We thank the reviewer for this suggestion and have rewritten this sentence (Discussion, first paragraph). JCPyV exists as a quasispecies in PML patients (Van Loy et al., 2015). Our data supports the concept that a VP1 mutant virus could evade an antibody response the controls the WT virus, leading to an outgrowth of the mutant virus.

Subsection “Data and code availability”: The Gitlab link is still behind a password

Github transfer has been completed and the new URL added to the subsection “Data and code availability”.

Supplementary Figures:

Figure 4—figure supplement 3: Spell out "ROYGBV"

This modification has been made.

Add FSC curves to support resolution estimates.

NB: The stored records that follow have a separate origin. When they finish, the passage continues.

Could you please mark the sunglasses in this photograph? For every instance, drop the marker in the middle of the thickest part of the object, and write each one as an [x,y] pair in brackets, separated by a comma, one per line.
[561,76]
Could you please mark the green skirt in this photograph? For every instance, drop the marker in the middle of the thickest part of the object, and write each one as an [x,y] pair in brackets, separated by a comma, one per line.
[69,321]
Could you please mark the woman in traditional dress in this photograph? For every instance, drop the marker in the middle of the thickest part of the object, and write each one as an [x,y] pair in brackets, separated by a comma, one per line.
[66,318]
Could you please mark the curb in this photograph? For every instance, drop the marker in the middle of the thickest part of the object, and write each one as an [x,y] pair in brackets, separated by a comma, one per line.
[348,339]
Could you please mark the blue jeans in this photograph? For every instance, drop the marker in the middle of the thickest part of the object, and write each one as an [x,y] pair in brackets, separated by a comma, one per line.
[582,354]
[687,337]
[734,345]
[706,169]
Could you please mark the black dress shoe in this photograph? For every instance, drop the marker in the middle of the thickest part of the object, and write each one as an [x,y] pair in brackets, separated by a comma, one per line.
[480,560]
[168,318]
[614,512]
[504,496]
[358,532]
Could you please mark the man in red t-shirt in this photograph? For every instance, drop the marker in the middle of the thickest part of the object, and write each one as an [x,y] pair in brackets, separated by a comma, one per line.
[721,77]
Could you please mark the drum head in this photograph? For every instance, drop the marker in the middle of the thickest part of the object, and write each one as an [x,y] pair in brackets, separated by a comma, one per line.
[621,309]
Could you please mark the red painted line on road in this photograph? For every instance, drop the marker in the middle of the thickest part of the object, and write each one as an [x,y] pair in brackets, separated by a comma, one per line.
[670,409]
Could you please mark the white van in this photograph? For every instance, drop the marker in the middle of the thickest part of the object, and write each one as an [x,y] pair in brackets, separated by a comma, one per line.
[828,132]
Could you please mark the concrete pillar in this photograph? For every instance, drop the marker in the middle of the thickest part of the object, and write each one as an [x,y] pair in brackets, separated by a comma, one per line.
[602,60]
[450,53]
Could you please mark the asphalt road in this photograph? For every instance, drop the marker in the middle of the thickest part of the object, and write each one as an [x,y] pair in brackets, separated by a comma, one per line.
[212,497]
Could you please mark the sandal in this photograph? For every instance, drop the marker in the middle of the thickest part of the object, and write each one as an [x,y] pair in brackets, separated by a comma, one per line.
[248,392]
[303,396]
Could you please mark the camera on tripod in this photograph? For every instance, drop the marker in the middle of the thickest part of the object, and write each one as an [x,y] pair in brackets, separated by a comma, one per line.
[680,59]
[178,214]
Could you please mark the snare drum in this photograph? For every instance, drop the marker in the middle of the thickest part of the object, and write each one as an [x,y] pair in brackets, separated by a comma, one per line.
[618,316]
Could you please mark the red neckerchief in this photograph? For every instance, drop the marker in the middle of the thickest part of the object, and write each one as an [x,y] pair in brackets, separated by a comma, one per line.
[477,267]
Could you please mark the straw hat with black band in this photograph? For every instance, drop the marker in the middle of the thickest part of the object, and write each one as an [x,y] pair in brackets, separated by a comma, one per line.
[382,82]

These FSC curves have been added as Figure 4—figure supplement 2 and are referred to in the subsection “Cryo EM reconstruction of MuPyV identifies mechanism of VP1 antibody escape by V296F”.

Reviewer #3:

1) Whilst the data linking the generation of JC escape mutants in response to neutralising anti-VP1 antibodies is robust, it is less clear to me why these mutants show a defined tropism for CNS over kidney. Further, i do not think that this observation is particularly developed in the manuscript. Does the V296F mutant no longer interact with a key receptor(s) on kidney cells that is/are still present on cells of the CNS? Binding assays undertaken in the manuscript show that the mutant is able to bind fibroblasts. Did the authors consider testing proximal tubular epithelial cells ? I am not asking for more experiments, as i consider that the study is sufficient as is, but i would urge the authors to at least discuss the tropism in more detail in the manuscript to provide the reader with a more rounded understanding of the topic.

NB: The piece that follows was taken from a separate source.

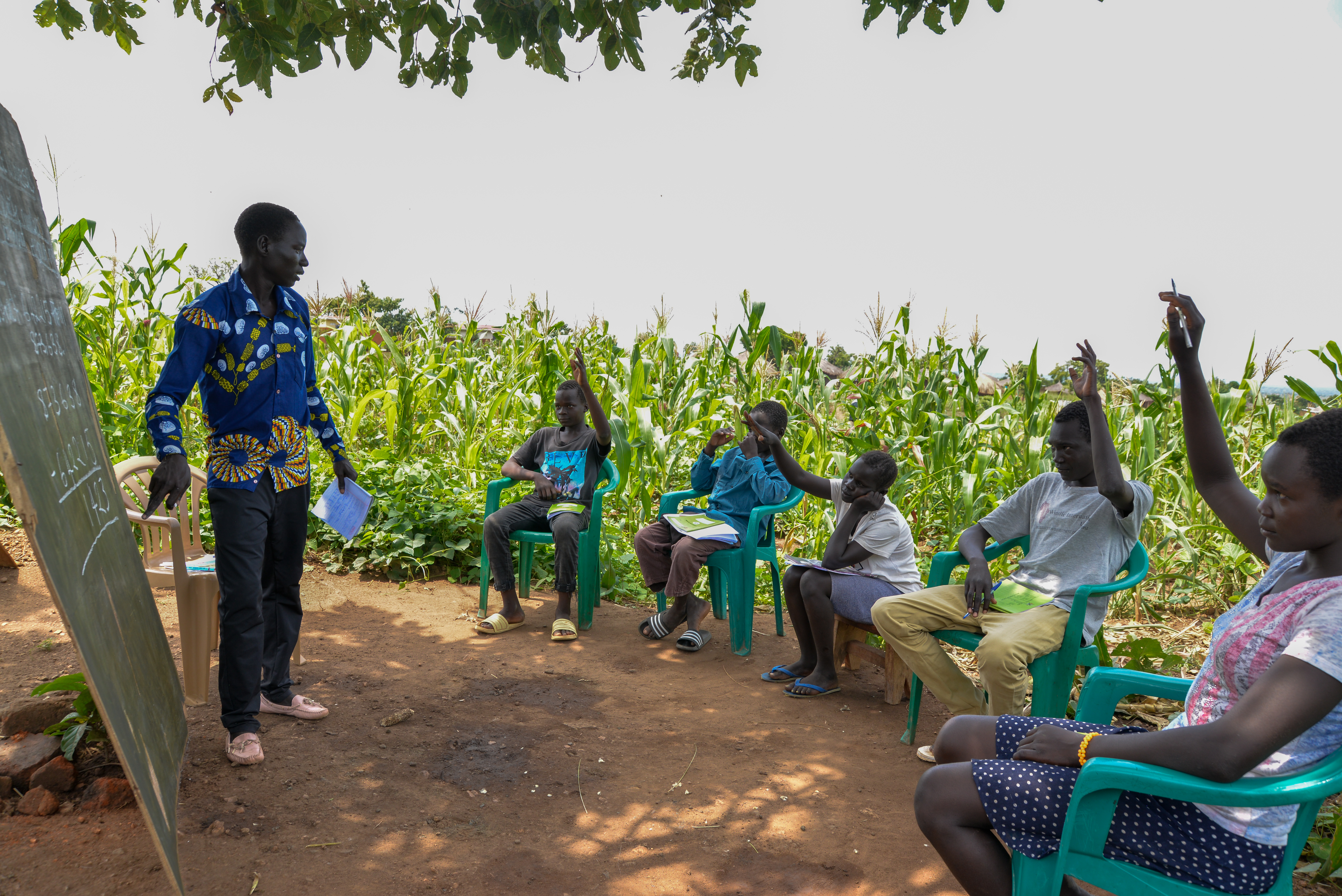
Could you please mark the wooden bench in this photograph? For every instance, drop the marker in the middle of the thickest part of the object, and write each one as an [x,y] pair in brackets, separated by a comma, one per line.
[851,648]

This is an important question. We see two possibilities that could account for this difference in brain and kidney tropism by VP1 mutant and WT viruses. First, the kidney may selectively express a decoy (aka, pseudo) receptor that diverts virion uptake toward a nonproductive infection pathway. A second possibility is that certain VP1 mutations may abrogate binding to a host cell receptor in the kidney that the WT virus can still engage, whereas the brain expresses a different receptor to which both WT and mutant viruses can bind. We have included these possibilities in the Discussion (eighth paragraph).